Monfalcone: ripulire il cervello dei razzisti...
volantino distribuito a Monfalcone il 14/11/09
Sinistra Critica giudica la recente apertura di un gruppo su Facebook che chiede per Monfalcone un piazza ripulita dalla presenza dei bengalesi e la raccolta firme promossa dalla Lega Nord contro l’apertura di una moschea dei segnali estremamente inquietanti del crescente clima di intolleranza che si sta diffondendo in città.
E’ semplicemente aberrante che qualcuno si senta leso nei suoi sentimenti dalla sola presenza di persone identificabili per il colore della pelle. E’ incredibile che a oltre dieci anni dall’inizio della presenza consistente di questi nuovi concittadini qualcuno riesca ancora a non considerarli monfalconesi a tutti gli effetti.
E’ assurdo non riconoscere gli sforzi di integrazione che la comunità bengalese sta compiendo, con l’arrivo dei familiari dal paese d’origine e quindi la costruzione di progetti di vita stabili, con l’inserimento dei bambini nelle scuole, con l’apertura di un rapporto con le istituzioni cittadine, con la partecipazione ad eventi sociali collettivi. E’ veramente miope non notare che si tratta di una comunità che con il proprio lavoro contribuisce notevolmente alla ricchezza di questo territorio provocando ben pochi “problemi” come testimoniato dalla rarità con la quale i bengalesi rientrano negli episodi di cronaca locale.
Non ci stupisce invece che la Lega Nord cavalchi i sentimenti più irrazionali per trarne profitto politico. Si tratta di una forza politica che pur al governo del paese non riesce a fornire alcuna risposta concreta alla propria base elettorale, fatta da quei lavoratori e piccoli imprenditori falcidiati dalla crisi economica che sta devastando il tessuto produttivo del nord (come del sud) d’Italia.

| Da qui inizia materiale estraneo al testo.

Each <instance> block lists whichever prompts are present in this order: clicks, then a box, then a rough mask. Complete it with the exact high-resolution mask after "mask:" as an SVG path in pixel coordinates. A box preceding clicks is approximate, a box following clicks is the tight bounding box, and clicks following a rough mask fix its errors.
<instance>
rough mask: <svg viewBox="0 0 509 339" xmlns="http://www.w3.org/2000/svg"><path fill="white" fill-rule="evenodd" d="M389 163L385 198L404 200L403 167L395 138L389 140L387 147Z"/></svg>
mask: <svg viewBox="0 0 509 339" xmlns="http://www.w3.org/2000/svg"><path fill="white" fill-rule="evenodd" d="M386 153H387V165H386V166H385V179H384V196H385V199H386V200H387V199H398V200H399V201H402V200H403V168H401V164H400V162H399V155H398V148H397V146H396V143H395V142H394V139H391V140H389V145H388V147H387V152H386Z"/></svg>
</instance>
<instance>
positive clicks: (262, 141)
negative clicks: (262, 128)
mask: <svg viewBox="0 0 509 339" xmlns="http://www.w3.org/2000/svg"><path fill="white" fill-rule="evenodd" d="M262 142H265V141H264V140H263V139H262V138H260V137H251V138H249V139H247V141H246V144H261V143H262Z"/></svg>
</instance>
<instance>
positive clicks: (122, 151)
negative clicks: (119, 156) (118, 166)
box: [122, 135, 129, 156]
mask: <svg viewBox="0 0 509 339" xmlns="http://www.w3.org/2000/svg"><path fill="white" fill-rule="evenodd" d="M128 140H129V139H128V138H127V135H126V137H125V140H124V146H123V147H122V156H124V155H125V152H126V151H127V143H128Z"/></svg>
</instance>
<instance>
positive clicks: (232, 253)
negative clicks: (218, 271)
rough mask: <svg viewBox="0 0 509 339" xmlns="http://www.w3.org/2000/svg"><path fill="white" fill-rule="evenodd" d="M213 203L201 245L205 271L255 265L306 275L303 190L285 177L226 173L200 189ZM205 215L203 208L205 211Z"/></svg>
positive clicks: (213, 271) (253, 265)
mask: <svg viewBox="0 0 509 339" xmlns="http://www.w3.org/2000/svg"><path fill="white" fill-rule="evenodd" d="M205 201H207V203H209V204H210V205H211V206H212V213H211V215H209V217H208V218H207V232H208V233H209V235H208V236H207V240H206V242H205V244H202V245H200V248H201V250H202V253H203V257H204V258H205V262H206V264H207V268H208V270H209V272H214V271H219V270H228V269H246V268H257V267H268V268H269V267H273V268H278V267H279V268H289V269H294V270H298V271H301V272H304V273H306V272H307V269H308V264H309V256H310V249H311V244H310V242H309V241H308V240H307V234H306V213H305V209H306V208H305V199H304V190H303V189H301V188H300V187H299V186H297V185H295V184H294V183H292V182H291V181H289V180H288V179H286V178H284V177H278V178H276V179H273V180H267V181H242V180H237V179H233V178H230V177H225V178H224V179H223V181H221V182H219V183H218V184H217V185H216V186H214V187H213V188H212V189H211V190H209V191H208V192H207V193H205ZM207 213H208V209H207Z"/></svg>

Anche a livello cittadino, quindi, la Lega preferisce raccogliere firme per negare il diritto alla libertà di culto piuttosto che spiegare cosa stanno facendo i suoi innumerevoli e ben remunerati Ministri per le centinaia di lavoratori monfalconesi in cassa integrazione o in mobilità.
Infine riteniamo che questi avvenimenti dovrebbero interrogare anche l’amministrazione comunale e le forze politiche al governo della città. Le fosche previsioni sul futuro di Fincantieri se diverranno realtà rischiano di rendere drammatica la già grave emergenza occupazionale ed è facile prevedere lo scatenarsi di una vera e propria guerra tra poveri.
A nostro avviso l’amministrazione comunale dovrebbe mettere urgentemente in campo un piano straordinario di coesione sociale fatto di sostegno al reddito, aiuti al pagamento di mutui e affitti, creazione di posti di lavoro, lotta al razzismo con un investimento di risorse molto più ampio di quanto finora fatto.
Purtroppo la maggioranza in Comune in questi mesi ha preferito concentrarsi sull’approvazione di ordinanze che neanche troppo velatamente additano comportamenti tipicamente tenuti da cittadini stranieri come responsabili di un presunto degrado del decoro urbano, accendendo così la miccia che altri ora usano per appiccare l’incendio.
Lanciamo quindi un appello alle forze politiche, ai sindacati, alle coscienze, democratiche e antirazziste affinché le manifestazioni di intolleranza trovino al più presto una risposta pacifica e di massa che ribadisca la tradizione di accoglienza e multietnicità della nostra città.